Monday, December 26, 2011

Hypo Venture Capital Headlines: Political Islam poised to dominate the new world bequeathed by Arab spring

http://hypoventurecapital-headlines.com/

Egypt’s Muslim Brotherhood believes women have a role in politics but wants the state to be influenced by sharia law.? Photograph: SIPA/Rex Features
Among the potent symbols of the Arab spring is one that has been less photographed and remarked on than the vast gatherings in Tahrir Square. It has been the relocation of the offices of the Muslim Brotherhood, the once banned party, now set to take the largest share of seats in Egypt’s new parliament.
Before May this year they were to be found in shabby rooms in an unremarkable apartment block on Cairo’s Gezira Island, situated behind an unmarked door. These days the Brotherhood is to be found in gleaming new accommodation in the Muqatam neighbourhood, in a dedicated building prominently bearing the movement’s logo in Arabic and English.
Welcome to the age of “political Islam”, which may prove to be one of the most lasting legacies of the Arab spring. It is not only in Egypt that an unprecedented Islamist political moment is playing out.
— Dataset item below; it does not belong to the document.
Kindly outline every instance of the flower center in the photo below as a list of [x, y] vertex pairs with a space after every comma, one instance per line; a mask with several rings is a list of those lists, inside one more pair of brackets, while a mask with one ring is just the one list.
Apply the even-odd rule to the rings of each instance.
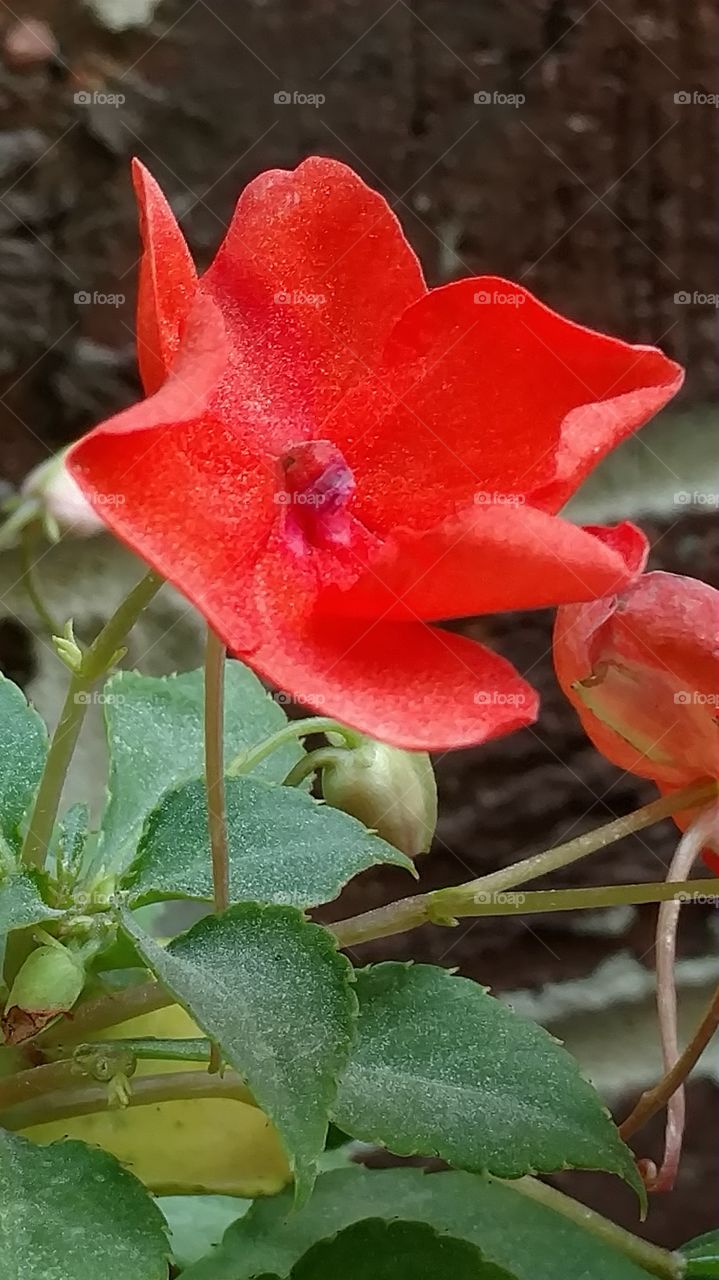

In the recent Tunisian elections the moderate Islamist Ennahda party was the biggest winner, while Morocco has elected its first Islamist prime minister, Abdelilah Benkirane.
In Yemen and Libya, too, it seems likely that political Islam will define the shape of the new landscape.
None of which should be at all surprising. Indeed, if elections in Egypt and Tunisia had been held at any other time in the past two decades, the same result would almost certainly have ensued, reflecting both the levels of organisation of Ennahda and the Brotherhood and the countries’ cultural, economic and social dynamics.

1 comment:

  1. I hope them people will be more skeptic in things like these that's like something straight out of a sappy story.